The most significant part of my involvement in the club is our “condom envelopes”. At the beginning of each year, HFC hands out manila envelopes for its members to decorate with puns, stickers and drawings. Students then tape the envelopes to the outside of their dorm room door and fill them with condoms and lube, replacing the items as students take them for their own use.
I lived on an all-girls floor my freshman year (by random assignment I may add). I received many dirty looks and whispers behind my back for hanging the envelope on my door. Apparently my choice to supply free contraception to everyone on the floor designated me as a scandalous individual.
Soon enough, a friend who lived one floor below me informed me that I got a nickname because of my envelope: I was officially the “Condom Queen” of Harbin Nine.
When my friends back home heard of this, the name stuck. I opened weekly snapchats of bowls of condoms and even received a coffee mug with my new name on it for Christmas that semester.
As the semester progressed, I remember vividly how nervous I felt as Parent’s Weekend approached. I considered my parents’ possible reaction to my new passion. Would they feel uncomfortable with the envelope of condoms and lube on my door? Would they seem disappointed in me for joining a club that the university won’t recognize?
But in reality, none of my fears were realized. My dad, in particular, supported my efforts and of all my relatives, found my new nickname absolutely hilarious. “My daughter the ‘Condom Queen,’” he laughed. “I can’t wait to tell all of my coworkers.”
HFC also does important work on campus as an advocate around other areas of reproductive justice. The largest collegiate anti-abortion conference occurs at Georgetown every January. HFC distributes information about the ways in which the speakers undermine a woman’s right to her body and stands outside the conference in a counter-protest.
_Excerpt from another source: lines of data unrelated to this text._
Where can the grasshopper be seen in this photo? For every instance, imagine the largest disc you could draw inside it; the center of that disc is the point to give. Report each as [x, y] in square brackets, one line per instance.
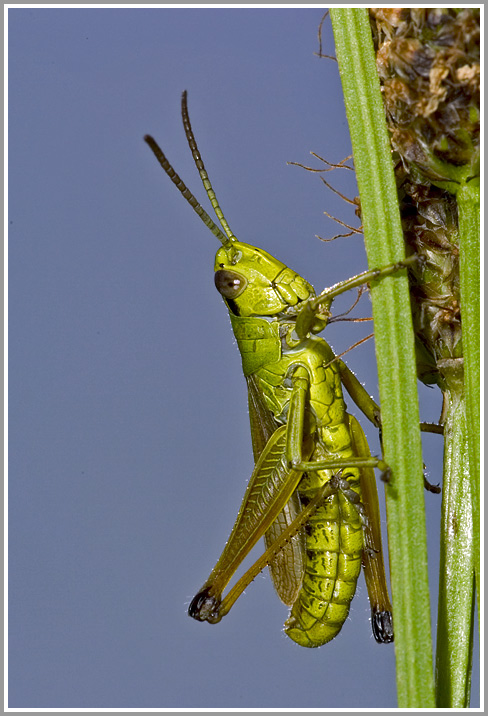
[312, 493]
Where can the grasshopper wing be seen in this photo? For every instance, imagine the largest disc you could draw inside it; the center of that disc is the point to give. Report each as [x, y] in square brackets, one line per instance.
[287, 568]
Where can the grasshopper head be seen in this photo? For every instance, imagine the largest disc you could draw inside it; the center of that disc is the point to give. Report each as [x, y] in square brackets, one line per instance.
[254, 283]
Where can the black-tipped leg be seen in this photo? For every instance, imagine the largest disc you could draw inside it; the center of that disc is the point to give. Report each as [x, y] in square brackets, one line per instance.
[382, 624]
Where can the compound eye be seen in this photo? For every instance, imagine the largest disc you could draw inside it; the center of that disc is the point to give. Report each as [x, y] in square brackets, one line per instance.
[229, 284]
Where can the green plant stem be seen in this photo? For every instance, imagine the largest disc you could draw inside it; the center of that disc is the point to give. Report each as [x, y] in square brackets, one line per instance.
[457, 554]
[468, 198]
[396, 358]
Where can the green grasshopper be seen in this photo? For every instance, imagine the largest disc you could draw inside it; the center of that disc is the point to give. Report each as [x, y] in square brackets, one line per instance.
[312, 494]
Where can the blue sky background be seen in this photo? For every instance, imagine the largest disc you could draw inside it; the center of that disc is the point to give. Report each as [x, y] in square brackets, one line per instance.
[129, 437]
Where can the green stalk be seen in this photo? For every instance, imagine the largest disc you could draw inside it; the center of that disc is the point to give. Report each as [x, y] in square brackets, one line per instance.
[396, 358]
[460, 522]
[468, 197]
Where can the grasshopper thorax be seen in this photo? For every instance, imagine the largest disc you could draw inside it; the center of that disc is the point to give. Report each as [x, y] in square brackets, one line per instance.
[254, 283]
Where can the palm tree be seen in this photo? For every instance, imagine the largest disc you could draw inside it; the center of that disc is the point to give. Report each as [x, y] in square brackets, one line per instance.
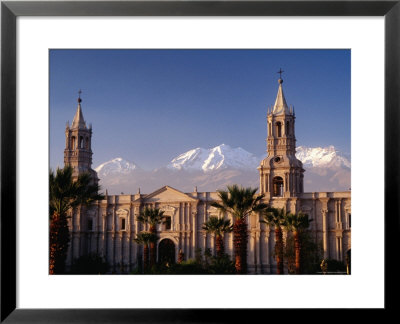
[145, 239]
[151, 216]
[218, 226]
[297, 223]
[66, 194]
[240, 203]
[276, 217]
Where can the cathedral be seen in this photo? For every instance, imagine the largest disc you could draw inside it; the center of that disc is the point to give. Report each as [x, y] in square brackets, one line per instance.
[109, 226]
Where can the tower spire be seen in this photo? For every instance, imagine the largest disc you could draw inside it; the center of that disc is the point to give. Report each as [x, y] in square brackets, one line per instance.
[280, 106]
[78, 121]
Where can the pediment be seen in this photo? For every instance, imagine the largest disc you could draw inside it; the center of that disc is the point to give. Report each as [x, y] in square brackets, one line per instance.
[167, 194]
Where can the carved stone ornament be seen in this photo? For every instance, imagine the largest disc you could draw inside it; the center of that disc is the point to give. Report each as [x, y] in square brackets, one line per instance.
[122, 212]
[169, 209]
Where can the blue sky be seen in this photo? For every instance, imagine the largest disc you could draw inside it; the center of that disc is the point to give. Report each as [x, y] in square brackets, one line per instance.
[148, 106]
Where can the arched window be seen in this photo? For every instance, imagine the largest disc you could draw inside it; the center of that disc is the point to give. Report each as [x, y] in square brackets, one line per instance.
[278, 129]
[277, 185]
[122, 224]
[167, 223]
[90, 224]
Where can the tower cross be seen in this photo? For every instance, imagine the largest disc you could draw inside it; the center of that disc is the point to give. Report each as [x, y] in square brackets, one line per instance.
[280, 73]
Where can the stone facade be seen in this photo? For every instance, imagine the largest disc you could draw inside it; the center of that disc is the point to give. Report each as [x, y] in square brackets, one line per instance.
[109, 226]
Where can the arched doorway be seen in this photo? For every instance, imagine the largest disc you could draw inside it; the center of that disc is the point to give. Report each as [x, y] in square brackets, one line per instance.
[277, 183]
[166, 251]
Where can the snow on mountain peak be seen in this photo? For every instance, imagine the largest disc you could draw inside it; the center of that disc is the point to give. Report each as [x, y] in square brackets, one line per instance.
[322, 157]
[216, 158]
[116, 166]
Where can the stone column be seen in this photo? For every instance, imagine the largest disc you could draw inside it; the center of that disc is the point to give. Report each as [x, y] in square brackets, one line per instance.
[110, 250]
[194, 229]
[268, 249]
[325, 238]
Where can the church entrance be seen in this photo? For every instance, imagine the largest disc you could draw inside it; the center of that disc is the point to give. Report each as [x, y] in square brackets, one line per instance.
[166, 251]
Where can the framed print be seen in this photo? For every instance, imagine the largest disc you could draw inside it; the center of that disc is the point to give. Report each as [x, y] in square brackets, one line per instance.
[31, 49]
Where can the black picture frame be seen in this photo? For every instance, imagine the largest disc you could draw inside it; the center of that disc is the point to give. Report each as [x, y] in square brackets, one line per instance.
[10, 10]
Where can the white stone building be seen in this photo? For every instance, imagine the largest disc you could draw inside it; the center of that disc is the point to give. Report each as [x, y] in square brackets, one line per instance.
[108, 228]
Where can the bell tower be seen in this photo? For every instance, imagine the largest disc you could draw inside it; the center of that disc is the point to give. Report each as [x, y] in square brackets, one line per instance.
[78, 145]
[281, 173]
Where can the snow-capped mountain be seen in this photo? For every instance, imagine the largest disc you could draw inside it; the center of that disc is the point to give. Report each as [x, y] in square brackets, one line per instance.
[115, 166]
[322, 157]
[216, 158]
[327, 169]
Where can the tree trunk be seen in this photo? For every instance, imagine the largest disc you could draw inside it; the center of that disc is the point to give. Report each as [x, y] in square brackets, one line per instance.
[153, 247]
[59, 241]
[219, 245]
[145, 258]
[279, 250]
[240, 243]
[297, 249]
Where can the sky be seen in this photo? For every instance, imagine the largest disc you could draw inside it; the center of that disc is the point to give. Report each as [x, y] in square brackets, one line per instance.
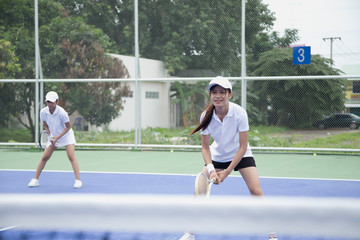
[319, 19]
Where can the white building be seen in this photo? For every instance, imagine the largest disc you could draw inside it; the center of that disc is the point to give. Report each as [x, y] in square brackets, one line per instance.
[155, 97]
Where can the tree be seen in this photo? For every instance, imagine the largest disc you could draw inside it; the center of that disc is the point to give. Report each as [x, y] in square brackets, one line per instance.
[184, 34]
[297, 102]
[69, 48]
[74, 50]
[9, 68]
[189, 96]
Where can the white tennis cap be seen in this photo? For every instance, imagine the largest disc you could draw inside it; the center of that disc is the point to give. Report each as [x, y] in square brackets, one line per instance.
[51, 96]
[221, 81]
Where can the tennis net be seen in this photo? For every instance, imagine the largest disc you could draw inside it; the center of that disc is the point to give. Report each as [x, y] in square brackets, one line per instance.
[140, 217]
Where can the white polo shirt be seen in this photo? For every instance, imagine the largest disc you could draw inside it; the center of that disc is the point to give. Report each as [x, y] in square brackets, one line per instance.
[226, 133]
[56, 123]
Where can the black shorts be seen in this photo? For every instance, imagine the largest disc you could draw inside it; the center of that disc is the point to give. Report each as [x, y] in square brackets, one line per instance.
[244, 163]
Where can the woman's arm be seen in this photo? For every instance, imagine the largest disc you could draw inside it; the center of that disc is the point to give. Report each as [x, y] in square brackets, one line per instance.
[243, 141]
[67, 128]
[205, 148]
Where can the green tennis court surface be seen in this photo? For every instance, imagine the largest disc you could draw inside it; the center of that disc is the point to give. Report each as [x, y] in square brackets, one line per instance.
[269, 165]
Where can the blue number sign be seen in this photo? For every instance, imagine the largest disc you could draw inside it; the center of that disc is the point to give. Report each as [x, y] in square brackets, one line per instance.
[301, 55]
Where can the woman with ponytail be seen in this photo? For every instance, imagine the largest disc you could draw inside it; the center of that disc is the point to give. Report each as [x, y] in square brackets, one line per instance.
[227, 123]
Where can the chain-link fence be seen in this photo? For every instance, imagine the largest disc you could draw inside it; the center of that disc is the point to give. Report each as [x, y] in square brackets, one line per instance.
[182, 46]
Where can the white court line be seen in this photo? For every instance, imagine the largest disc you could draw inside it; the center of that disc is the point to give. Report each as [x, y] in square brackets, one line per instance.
[8, 228]
[182, 174]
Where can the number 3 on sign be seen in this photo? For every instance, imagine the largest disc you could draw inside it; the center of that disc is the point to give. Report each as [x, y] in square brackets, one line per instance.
[301, 55]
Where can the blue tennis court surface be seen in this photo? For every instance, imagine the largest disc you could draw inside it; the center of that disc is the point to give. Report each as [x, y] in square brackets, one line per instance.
[131, 183]
[15, 181]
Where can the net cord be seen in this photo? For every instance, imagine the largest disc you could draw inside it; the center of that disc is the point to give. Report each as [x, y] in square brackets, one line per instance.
[326, 217]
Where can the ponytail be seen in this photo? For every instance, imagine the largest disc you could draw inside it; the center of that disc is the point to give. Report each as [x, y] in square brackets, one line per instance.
[206, 120]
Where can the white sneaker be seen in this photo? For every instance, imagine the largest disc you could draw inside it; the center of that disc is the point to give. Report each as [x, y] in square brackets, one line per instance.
[272, 236]
[78, 184]
[34, 183]
[188, 236]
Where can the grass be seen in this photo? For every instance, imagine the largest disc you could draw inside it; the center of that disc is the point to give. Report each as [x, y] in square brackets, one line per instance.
[259, 136]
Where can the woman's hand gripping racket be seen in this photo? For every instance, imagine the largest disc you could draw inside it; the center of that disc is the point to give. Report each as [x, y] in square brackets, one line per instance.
[203, 185]
[45, 140]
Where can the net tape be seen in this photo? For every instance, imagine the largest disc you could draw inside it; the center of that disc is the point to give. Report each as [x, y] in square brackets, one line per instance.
[335, 217]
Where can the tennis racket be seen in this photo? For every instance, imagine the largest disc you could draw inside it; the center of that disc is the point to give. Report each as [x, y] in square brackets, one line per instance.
[45, 139]
[203, 185]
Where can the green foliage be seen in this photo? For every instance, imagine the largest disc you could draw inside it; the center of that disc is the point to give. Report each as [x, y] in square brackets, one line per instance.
[259, 136]
[296, 103]
[70, 48]
[15, 135]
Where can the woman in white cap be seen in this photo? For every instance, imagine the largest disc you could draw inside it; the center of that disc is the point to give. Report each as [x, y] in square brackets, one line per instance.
[57, 123]
[227, 123]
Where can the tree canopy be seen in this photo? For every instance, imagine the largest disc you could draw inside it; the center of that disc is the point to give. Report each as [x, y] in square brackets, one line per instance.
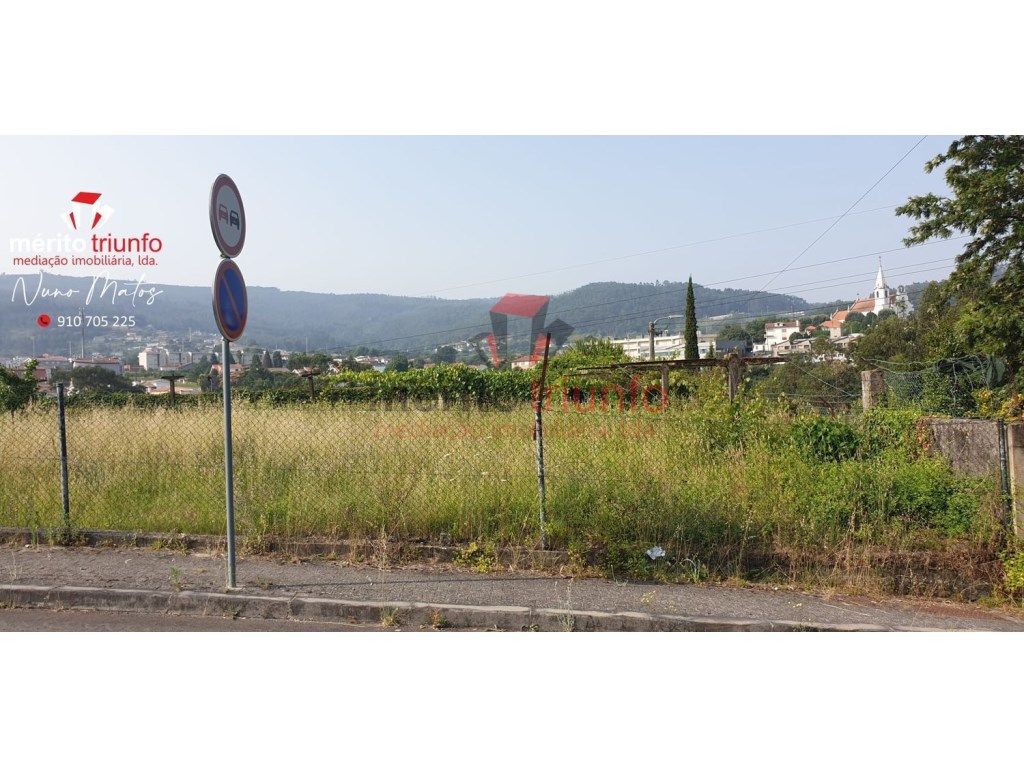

The organization has also created many initiatives around the student health center on campus. When the student health insurance policies threatened to stop covering birth control for students (which was only offered in the first place for reasons other than contraceptive purposes), the club leadership started a phone campaign to ensure the policy changed.
I made a 10-foot long poster to hang on campus with the phone number and information for calling the school administration. Soon after our demonstration, the policy changed.
Because of its pro-choice basis, HFC cannot receive any university funding. It’s not in any way formally recognized or sponsored by the school. We can only table in “free speech zones” on campus. Any time we need to reserve a room for an event, HFC must do so as individual students and read a lengthy disclaimer before the event to make it clear to all attendees that it was no way supported by Georgetown. Condom envelopes are only allowed to hang on the doors of dorm rooms/apartments because they are also considered “free speech zones.” and RAs cannot hang envelopes because they are employees of the university.
Most recently, HFC announced their new initiative to distribute emergency contraception (otherwise known as the “morning-after pill”) to Georgetown’s campus for the first time. The nearest available store for purchasing the emergency contraception is over a mile from campus. The group also helped bring members of Planned Parenthood, feminist writers, such as the founder of the website Reductress, and many others to campus.
I knew when I applied that Georgetown it was a Jesuit university. But I had no idea how much this identity affects the day-to-day life of students, especially in terms of ability to access contraception (a right that I believe is vital to college life).
This reality of my university quite obviously puts a bad taste in my mouth. But it also gave me an amazing opportunity that I wouldn’t get anywhere else.
The HFC community has not only aided me in gaining friendships but also in solidifying my political beliefs and affording me a platform to express my passion for reproductive justice.